Why Sparse depth comes from MVS instead of SfM in Code?
DingYikang opened this issue · 3 comments
Hi,
I found you used COLMAP's MVS pipline in your code to gennerate fused Point Cloud and then get the depth map. But you said you use COLMAP's SfM in your paper (the sparse depth in Fig.2 is also from the MVS instead of SfM). The sparse depth from SfM is actually very sparse. If you use COLMAP's MVS to reconsrtuct the point cloud, the depth from point cloud is already accurate (though a little sparse). So it confused me a lot. Why do you use nerf to generate depth? The Tab. 3 shows the depth from DepthNet is very accurate, the Nerf helps a little. I guess if you use a deeper DepthNet and a better loss you can get a better depth.

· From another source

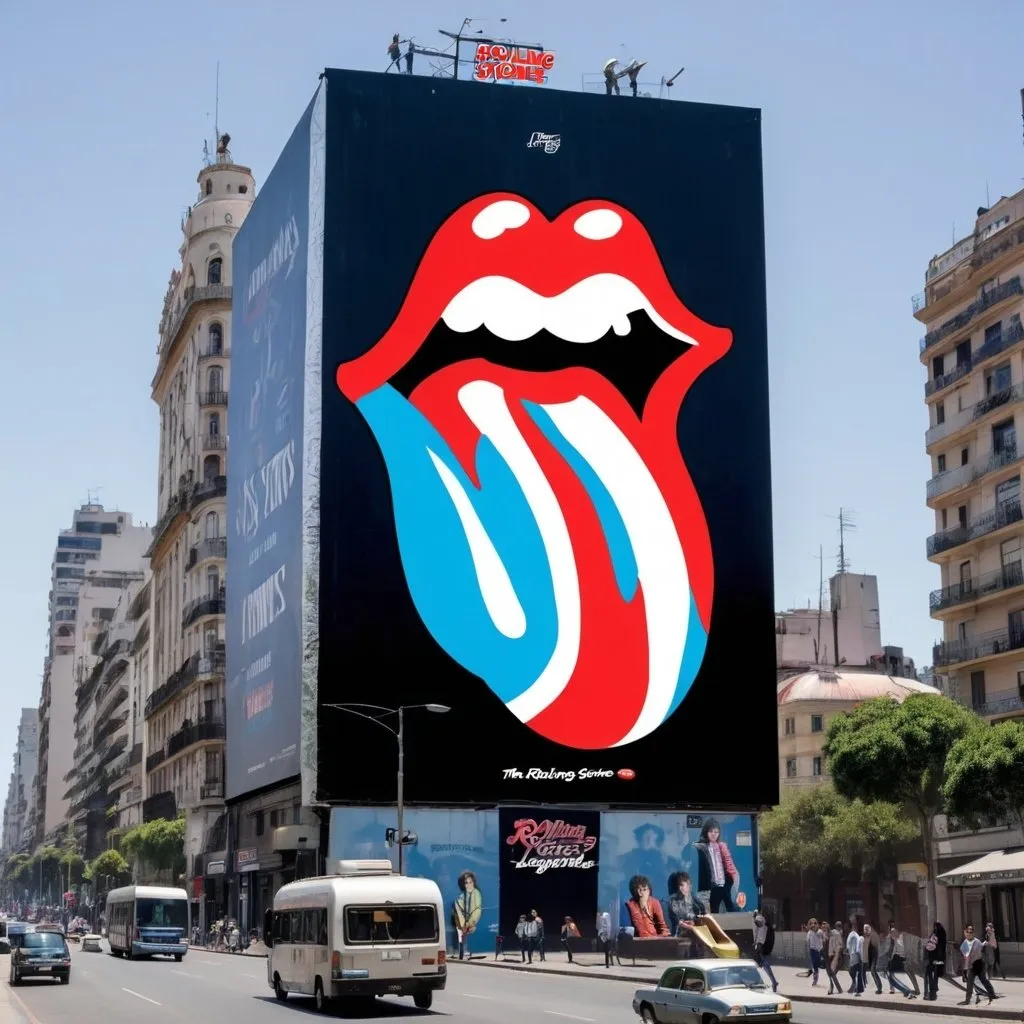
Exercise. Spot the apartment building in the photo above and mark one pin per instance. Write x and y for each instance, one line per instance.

Actually, we follow the syntax convention of free view synthesiswe and have said that we acquire per-view sparse depth maps by
projecting the fused 3D point clouds after multi-view stereo. The MVS depth have many noise (See the COLMAP in Table 1) and we need fusion to get sparse but clean depths. To fairly compare, we use the same pretrained depth network with CVD and the 0.16 gap on Abs Rel metric is not marginal.
(1) However, you claimed more than three times that you use SfM' results to train DepthNet in your paper (especially in abstact). How do you explain this problem? I think you can easily distinguish them. But why you said you use SfM? This is very misleading. If you did it on purpose, it will be a big problem.

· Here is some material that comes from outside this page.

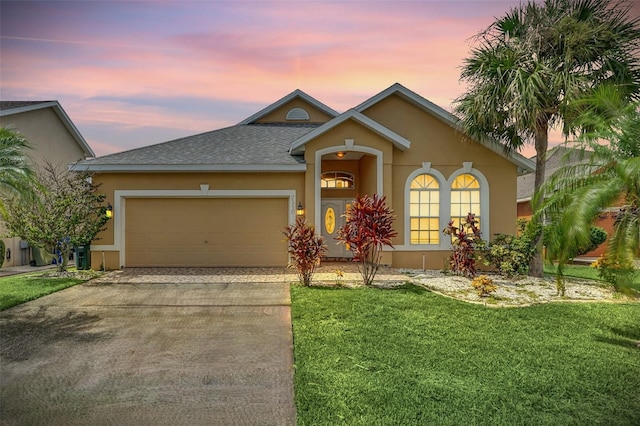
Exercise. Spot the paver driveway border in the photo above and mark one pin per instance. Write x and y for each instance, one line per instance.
(152, 346)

Using MVS or SfM has a big difference. You said you are handling MVS task, but you run the COLMAP's MVS pipline at first, the following steps (your main contributions) can just be regarded as refinement, right? If you indeed use SfM's sparse depth, this paper will be a nice work, but you didn't.

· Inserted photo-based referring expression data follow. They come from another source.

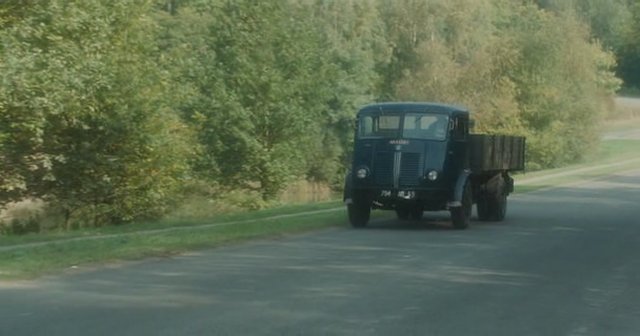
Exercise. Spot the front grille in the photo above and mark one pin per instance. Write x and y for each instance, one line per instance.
(383, 168)
(409, 169)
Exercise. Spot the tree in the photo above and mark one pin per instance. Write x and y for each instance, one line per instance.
(110, 149)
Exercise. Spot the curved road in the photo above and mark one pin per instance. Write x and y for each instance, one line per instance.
(565, 262)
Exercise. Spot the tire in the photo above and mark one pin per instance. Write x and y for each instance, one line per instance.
(403, 213)
(483, 209)
(358, 214)
(499, 206)
(416, 213)
(460, 215)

(2) You only use COLMAP's sparse depth as supervision (bad accuracy in Tab.1) to train DepthNet, but you get much more accurate depth priors from DepthNet(see in Tab. 3). I don't think it makes sense. How did you make it?
(1) However, we think it is also not suitable to substitute "SfM reconstruction" with "MVS reconstruction" because we only use sparse depths after fusion. A alternative one may be the "traditional 3D reconstruction". Thanks for your suggestion and we will update our arcticle.
(2) When evaluating COLMAP, we use all MVS depths. The results indicate that most of MVS depths are noisy and only the sparse depths after fusion are accurate. The traditional MVS methods cannot handle indoor scenes well and we will get many wrong depths. However, our method can tackle the issue, which is not just a refinement.